Kane and Sterling: 16 passes in 313 minutes
It is clear that a large part of the problem has been Kane’s individual struggles. He has either dropped too deep into midfield, or he has been too isolated in attack. Instead of feeding Sterling in the way he supplied Son Heung-min at Tottenham Hotspur last season, Kane has often been a peripheral figure.
The hope is that Kane’s goal will relieve him of the pressure he has clearly felt as England’s talisman and captain. On this front, there is encouragement to be found in history: Alan Shearer exploded into life for the national team after his first European Championship goal 25 years ago.

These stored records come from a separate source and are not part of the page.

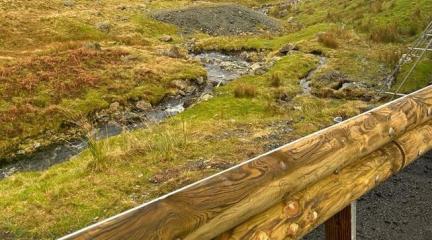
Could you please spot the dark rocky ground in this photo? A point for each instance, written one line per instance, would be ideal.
(226, 19)
(400, 208)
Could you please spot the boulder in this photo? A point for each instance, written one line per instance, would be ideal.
(173, 52)
(143, 105)
(287, 48)
(179, 84)
(114, 107)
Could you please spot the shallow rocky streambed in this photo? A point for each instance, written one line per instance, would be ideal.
(221, 68)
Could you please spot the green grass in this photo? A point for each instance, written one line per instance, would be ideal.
(124, 171)
(72, 195)
(421, 77)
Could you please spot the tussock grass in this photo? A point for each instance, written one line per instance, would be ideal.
(245, 91)
(328, 39)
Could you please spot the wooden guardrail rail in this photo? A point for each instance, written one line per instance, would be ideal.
(289, 191)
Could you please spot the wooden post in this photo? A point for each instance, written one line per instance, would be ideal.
(212, 206)
(342, 226)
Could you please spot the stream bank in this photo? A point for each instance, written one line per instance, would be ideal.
(221, 69)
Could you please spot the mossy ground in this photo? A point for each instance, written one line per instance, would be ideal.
(129, 169)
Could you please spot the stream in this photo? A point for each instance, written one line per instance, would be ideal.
(305, 82)
(221, 68)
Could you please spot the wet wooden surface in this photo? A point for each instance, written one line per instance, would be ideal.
(300, 213)
(208, 208)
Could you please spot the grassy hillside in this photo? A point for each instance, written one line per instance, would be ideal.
(66, 60)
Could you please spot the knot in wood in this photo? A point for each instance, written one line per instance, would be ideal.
(291, 209)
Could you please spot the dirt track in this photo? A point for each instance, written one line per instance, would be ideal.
(401, 208)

“I played with Alan in ‘96 and the change in him once he got that goal,” said Southgate. “I remember when he played in China [in a pre-tournament friendly] and it was another game without a goal and you could sense how it was for him so that will be a high release for him [Kane], there is no question about that.
“The life of a centre forward is a lot of pressure. Not only is there the public expectation but there is an inherent desire and drive that centre forwards have that if you win the game they don’t score, they are irritated. That is the mindset of the top players. So it will have been a perfect day for Harry.”
If Kane and Sterling can click, Southgate’s side will be even more formidable. Indeed it was from one of their rare link-ups — Sterling finding Kane after a charge infield — that England scored their opening goal against Germany.
Against a Ukraine side which is expected to defend deep, and with numbers, the key for England will be finding a way to make Kane and Sterling combine more regularly. The solution could be Jack Grealish, who showed at Wembley that he can be the man to bridge the gap between England’s two most dangerous attackers.
Jack Grealish provides the cross for Harry Kane to score
Credit: GETTY IMAGES
With his willingness to take the ball under pressure, and his ability to find small pockets of space in the final third, Grealish has been able to knit together England’s attacking moves. In contrast to Kane and Sterling’s inability to find each other, Grealish has played 13 passes to Kane and Sterling in just 99 minutes of action, creating more options and better passing angles.
Grealish to Kane and Sterling: 13 passes in 99 minutes
For Grealish to come in, Southgate might need to revert to a back four. Grealish could operate as the central attacking midfielder, or he could replace Bukayo Saka as a wide player. He would play that role in an entirely different way to Saka, but his inclusion could bring a new dimension to England’s attack and, possibly, unlock the full potential of Kane and Sterling.